Members of PRAN are participating investigators in all of the studies to come out of the Network, have access to both their institutional data as well as the de-identified aggregate data for your own benchmarking and QI purposes, and can propose, develop and carry out novel studies that use the entire data repository.

We continue to have new manuscripts published and have previously published those frequently cited (Table 2).  The paper on “awake versus asleep” was a particularly important landmark, as it provided the very first prospective data in the literature on this highly controversial issue. As the numbers in the database increase we expect that we will be able to learn more about less common events.

One more paper has been provisionally accepted to BJA (BJ Walker, JB Long, GS De Oliveira Jr, P Szmuk, C Setiawan, DM Polaner, S Suresh  and the PRAN Investigators. Peripheral Nerve Catheters in Children: An Analysis of Safety and Practice Patterns from the Pediatric Regional Anesthesia Network (PRAN)), and several others are in preparation.

Representatives from PRAN and ASRA (Suresh, Polaner, Krane, Bosenberg, Neal) have been working with our European counterparts from ESRA (Ivani (Italy), Veyckemans (Belgium), Lonnqvist (Sweden), Ecoffey (France), Van de Velde (Belgium)) in formulating a set of guidelines and critical reviews of major controversial or unsettled issues in pediatric regional anesthesia. This will be published in RAPM this spring. We anticipate that this will be the first of future collaborations with our counterparts in Europe, and will develop processes for consensus on both best practice and ongoing studies on regional anesthesia in pediatrics.

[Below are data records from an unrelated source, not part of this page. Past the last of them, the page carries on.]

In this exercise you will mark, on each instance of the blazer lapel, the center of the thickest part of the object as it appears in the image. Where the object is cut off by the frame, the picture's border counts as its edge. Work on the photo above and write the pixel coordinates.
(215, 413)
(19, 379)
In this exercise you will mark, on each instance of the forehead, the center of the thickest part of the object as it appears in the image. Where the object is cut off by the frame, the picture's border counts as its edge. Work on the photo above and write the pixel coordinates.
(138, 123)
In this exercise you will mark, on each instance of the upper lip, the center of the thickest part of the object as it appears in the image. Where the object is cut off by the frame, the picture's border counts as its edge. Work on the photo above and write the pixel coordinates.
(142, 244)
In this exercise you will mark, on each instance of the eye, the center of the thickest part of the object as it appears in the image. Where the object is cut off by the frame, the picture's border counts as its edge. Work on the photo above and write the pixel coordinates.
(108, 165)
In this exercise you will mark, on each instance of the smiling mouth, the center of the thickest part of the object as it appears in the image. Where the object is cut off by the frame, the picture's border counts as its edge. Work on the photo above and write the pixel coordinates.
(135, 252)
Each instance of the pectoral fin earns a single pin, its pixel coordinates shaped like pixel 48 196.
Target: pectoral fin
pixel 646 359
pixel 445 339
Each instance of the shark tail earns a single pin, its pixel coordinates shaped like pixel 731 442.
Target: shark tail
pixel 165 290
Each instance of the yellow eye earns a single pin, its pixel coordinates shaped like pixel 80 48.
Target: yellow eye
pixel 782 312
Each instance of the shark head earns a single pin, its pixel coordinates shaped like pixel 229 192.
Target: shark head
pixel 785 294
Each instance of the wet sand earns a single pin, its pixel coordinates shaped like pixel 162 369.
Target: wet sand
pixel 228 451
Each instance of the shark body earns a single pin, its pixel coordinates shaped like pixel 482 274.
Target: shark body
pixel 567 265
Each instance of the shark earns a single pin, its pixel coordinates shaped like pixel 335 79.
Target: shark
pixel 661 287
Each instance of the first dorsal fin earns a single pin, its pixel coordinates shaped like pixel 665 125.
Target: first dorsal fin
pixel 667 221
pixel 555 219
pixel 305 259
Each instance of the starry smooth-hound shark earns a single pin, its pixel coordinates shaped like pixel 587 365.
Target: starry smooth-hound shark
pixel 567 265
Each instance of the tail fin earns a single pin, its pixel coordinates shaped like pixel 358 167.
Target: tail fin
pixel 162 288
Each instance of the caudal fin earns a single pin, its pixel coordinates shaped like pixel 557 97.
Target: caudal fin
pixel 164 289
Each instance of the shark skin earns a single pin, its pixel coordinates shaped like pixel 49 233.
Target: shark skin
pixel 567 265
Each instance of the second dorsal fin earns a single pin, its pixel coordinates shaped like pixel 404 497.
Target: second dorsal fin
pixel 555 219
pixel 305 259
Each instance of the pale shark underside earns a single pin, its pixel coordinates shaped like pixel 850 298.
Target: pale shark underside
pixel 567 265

The revision of the PRAN database is well underway, and it is slated to come on line this spring or summer. The database and website are being upgraded to improve usability and add to or enhance the data elements currently being collected; migration to the new server will occur in the next month. Axio Research continues to be our generous and critical partner in this endeavor.

Perhaps the most important organizational news from PRAN is the “retirement” of our founding co-chair, Lynn Martin, who has decided to step down due to his new position at Seattle Children’s, which will not afford him the ability to continue the same degree of engagement on the clinical research side. Lynn and I came up with the idea of PRAN 10 years ago, and I will especially miss his terrific leadership and wise counsel.